Staff at the National Water and Sewerage Corporation (NWSC) have, for example, been receiving paramilitary training.
Martial law 
In the past two decades, the army has had a strong arm in effecting military justice on the civilians. This has been cemented by President Museveni’s impatience with the processes of the civilian court and his government’s interest to maintain the court’s trying of civilians. 
In a landmark ruling last year, the Constitutional Court ruled that the Court Martial has no powers to try civilians. In a majority ruling of three justices against two, the court ruled that although the Court Martial is a competent court under the 1995 Constitution, its powers are only limited to serving officers of the UPDF. 
The decision came five years after a 2016 petition by former Nakawa MP Michael Kabaziguruka, who challenged his trial in the General Court Martial. Mr Kabaziguruka was accused of being found with firearms, a preserve of armed forces.  
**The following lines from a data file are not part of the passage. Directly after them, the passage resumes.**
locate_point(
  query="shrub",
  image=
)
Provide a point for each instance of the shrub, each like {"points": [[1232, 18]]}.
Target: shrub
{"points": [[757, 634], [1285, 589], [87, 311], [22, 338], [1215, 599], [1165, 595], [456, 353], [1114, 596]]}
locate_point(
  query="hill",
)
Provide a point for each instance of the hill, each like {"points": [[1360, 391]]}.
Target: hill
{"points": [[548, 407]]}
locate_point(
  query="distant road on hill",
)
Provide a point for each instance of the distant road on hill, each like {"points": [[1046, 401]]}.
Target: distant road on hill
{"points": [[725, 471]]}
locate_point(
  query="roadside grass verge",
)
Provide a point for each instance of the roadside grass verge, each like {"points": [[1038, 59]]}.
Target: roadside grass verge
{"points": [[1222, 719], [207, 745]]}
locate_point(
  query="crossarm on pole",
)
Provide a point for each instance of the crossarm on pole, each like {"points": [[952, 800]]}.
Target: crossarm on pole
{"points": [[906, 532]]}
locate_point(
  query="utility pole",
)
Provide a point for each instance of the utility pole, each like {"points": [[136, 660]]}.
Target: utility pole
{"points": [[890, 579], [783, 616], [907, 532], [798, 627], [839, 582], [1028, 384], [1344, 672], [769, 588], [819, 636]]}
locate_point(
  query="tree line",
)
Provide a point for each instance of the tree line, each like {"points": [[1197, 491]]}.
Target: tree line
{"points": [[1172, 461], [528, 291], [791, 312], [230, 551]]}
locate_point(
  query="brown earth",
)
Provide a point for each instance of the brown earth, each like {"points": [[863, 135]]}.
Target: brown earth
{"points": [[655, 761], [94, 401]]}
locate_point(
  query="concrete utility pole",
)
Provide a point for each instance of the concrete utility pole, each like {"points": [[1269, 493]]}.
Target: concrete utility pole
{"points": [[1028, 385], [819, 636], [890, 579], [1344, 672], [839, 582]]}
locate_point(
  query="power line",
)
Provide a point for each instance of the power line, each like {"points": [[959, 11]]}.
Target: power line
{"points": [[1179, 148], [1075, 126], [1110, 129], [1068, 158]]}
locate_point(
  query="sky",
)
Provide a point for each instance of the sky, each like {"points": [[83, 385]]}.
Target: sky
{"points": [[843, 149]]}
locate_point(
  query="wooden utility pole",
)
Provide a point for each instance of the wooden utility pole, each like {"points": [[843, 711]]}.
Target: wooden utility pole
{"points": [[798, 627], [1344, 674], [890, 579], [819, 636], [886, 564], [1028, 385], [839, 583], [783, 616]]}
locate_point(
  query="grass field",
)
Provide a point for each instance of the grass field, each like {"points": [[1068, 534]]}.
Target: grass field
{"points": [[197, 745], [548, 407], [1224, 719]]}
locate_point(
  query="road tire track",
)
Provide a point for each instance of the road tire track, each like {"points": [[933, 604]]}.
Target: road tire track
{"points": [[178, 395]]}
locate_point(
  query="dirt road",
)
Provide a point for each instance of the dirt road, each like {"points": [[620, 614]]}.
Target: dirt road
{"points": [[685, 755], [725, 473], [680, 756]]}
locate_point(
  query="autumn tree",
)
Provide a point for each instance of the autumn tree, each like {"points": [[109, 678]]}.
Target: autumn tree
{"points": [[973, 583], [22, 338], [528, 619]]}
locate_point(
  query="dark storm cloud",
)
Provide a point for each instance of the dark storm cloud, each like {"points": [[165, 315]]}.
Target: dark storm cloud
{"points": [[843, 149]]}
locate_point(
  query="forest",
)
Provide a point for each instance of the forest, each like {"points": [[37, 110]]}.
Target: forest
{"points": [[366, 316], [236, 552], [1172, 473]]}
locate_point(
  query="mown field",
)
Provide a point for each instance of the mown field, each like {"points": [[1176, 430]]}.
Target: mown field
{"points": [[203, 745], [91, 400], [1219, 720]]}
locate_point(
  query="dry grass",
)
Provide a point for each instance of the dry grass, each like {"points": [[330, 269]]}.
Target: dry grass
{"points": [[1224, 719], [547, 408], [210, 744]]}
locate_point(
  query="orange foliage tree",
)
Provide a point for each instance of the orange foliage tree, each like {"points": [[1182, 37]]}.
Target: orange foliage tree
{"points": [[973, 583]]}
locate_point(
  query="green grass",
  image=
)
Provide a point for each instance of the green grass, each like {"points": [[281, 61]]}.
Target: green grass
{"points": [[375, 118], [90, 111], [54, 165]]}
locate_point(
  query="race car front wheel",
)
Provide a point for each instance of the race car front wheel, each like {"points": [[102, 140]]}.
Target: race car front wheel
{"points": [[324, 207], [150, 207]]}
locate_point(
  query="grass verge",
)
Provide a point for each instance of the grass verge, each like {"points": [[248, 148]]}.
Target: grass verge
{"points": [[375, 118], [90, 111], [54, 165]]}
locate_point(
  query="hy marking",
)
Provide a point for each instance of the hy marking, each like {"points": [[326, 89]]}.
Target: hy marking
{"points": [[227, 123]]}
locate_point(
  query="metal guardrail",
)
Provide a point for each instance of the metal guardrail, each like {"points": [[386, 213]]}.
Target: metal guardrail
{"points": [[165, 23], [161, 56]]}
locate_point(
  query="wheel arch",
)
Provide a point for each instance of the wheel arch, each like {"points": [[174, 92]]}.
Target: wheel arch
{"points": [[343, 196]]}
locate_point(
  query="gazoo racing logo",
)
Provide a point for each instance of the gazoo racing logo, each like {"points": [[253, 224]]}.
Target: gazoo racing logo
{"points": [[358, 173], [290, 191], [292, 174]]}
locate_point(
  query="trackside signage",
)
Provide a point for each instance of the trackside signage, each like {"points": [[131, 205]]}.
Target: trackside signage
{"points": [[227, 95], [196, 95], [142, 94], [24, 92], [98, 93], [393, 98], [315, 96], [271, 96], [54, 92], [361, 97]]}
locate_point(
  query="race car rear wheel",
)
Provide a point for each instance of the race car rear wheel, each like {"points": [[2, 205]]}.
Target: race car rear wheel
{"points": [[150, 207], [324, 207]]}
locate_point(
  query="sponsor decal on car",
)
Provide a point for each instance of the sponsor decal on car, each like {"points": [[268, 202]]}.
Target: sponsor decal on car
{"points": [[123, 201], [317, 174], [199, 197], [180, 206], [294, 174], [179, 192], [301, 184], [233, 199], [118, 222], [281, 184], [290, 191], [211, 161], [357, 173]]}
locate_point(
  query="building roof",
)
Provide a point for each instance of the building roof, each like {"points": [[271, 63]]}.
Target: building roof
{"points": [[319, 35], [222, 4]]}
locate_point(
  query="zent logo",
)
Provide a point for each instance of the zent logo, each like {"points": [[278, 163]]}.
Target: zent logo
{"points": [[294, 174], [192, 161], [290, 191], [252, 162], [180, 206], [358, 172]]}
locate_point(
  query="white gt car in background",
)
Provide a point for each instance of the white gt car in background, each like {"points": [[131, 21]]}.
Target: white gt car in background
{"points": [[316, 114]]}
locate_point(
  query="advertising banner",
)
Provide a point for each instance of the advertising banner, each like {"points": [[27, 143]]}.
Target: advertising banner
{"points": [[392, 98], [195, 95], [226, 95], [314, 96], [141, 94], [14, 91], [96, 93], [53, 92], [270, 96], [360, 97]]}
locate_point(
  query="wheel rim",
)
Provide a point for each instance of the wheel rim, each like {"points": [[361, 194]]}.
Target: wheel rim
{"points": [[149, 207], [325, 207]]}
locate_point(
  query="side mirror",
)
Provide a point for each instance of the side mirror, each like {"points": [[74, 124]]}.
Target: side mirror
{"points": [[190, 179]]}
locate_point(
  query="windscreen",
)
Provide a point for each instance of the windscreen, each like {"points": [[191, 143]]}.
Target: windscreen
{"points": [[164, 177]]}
The Attorney General (AG), Mr Kiryowa Kiwanuka, has since appealed to the Supreme Court against the Constitutional Court ruling stopping the trial of civilians in the army court. Given the backlog of cases and the time precedent to render such decisions, the status quo which the Constitutional Court quashed may prevail for much longer. The Supreme Court’s decision can also not be predicted.
As the army celebrates Tarehe Sita, the day when the war to fight the government following the disputed 1980 elections was launched with an attack on Kabamba, it is fair to say that 41 years later UPDF is fully in charge. To what end?